RDK’s Forecast: Cloudy With a Chance of Apps

The Reference Design Kit (RDK), the preintegrated software stack backed by some of the world’s largest cable operators, appears to be headed to the proverbial cloud.

ActiveVideo, which has developed a cloudcentric platform for video applications and services, has become a key licensee of the RDK, the platform for Internet protocol-only and hybrid IP/QAM devices that’s now managed by Comcast, Time Warner Cable and Liberty Global.

Support by ActiveVideo could help bridge a historical gap with the RDK, namely an application and service framework that could ride on top of it.

ActiveVideo is already active with MSOs connected to Liberty Global, including Liberty Puerto Rico, UPC Hungary and Ziggo of the Netherlands, which have all deployed non-RDK implementations. However, Liberty Global is also planning to implement the RDK in tandem with its coming rollout of a cloudbased version of its Horizon user interface.

The license will pave the way for ActiveVideo’s small (100 to 200 Kilobyte) set-top software client to become part of the RDK stack, Sachin Sathaye, ActiveVideo’s vice president of strategy and product management, said.

The presence of that client could come in handy for MSOs that work with ActiveVideo and are also deploying RDKbased devices. The role of the client is to collect keystrokes and button presses from the remote control and relay them upstream to the headend, where ActiveVideo’s system processes and renders the results back to the set-top as a video stream.

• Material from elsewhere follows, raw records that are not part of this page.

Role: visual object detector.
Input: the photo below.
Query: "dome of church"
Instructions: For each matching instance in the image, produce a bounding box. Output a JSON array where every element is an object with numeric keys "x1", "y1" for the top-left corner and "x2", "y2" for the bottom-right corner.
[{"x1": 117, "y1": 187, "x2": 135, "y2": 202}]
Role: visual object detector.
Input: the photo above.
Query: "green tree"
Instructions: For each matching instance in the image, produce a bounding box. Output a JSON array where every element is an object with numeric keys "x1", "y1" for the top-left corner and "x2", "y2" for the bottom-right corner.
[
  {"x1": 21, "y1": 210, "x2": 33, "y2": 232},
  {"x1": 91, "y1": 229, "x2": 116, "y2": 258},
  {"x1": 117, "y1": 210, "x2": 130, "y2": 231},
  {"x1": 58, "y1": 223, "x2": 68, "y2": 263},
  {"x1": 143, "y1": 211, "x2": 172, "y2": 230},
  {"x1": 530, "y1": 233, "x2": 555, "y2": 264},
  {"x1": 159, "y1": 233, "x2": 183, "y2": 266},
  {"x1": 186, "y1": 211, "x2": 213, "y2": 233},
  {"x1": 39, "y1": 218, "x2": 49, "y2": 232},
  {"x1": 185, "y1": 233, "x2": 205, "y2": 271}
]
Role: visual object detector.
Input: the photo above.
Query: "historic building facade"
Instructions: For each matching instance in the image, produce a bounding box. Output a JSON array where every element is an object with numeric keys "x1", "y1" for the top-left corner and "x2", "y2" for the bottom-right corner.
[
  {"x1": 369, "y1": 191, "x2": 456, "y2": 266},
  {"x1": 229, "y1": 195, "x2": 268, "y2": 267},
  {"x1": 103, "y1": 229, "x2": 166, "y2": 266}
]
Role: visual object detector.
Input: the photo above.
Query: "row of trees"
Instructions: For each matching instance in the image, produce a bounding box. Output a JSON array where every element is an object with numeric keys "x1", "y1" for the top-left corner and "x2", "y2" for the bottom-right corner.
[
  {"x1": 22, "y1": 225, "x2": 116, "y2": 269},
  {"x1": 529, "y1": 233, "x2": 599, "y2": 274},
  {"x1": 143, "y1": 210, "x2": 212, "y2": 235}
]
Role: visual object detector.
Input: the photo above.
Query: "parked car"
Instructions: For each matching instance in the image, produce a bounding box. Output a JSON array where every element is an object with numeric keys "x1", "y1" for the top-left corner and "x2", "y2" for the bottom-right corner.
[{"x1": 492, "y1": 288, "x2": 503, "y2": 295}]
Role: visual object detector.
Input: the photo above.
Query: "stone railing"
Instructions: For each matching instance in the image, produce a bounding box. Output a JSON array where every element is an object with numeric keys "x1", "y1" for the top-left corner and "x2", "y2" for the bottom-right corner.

In addition to cloud-based interfaces, the architecture can be used to deliver other types of apps, including interactive ads, games and over-the-top video from such sources as YouTube.

The advantage of packing that into the cloud is it that it will enable devices (such as an HDMI streaming stick) outfitted with an RDK stack to support mediarich applications, Sathaye said.

Comcast and TWC have also been testing or deploying ActiveVideo in limited ways, but they have not announced if they will use the vendor in tandem with their RDK deployments.

More than 160 companies, including a mix of set-top makers and silicon and software vendors, have licensed the RDK. According to an RDK official, 15 multichannel video-programming distributors have also licensed it, but so far the organization has only named Comcast, Liberty Global, TWC and Kabel Deutschland. Others believed to be on board include Rogers Communications of Canada and Jupiter Telecommunications, Japan’s largest cable operator.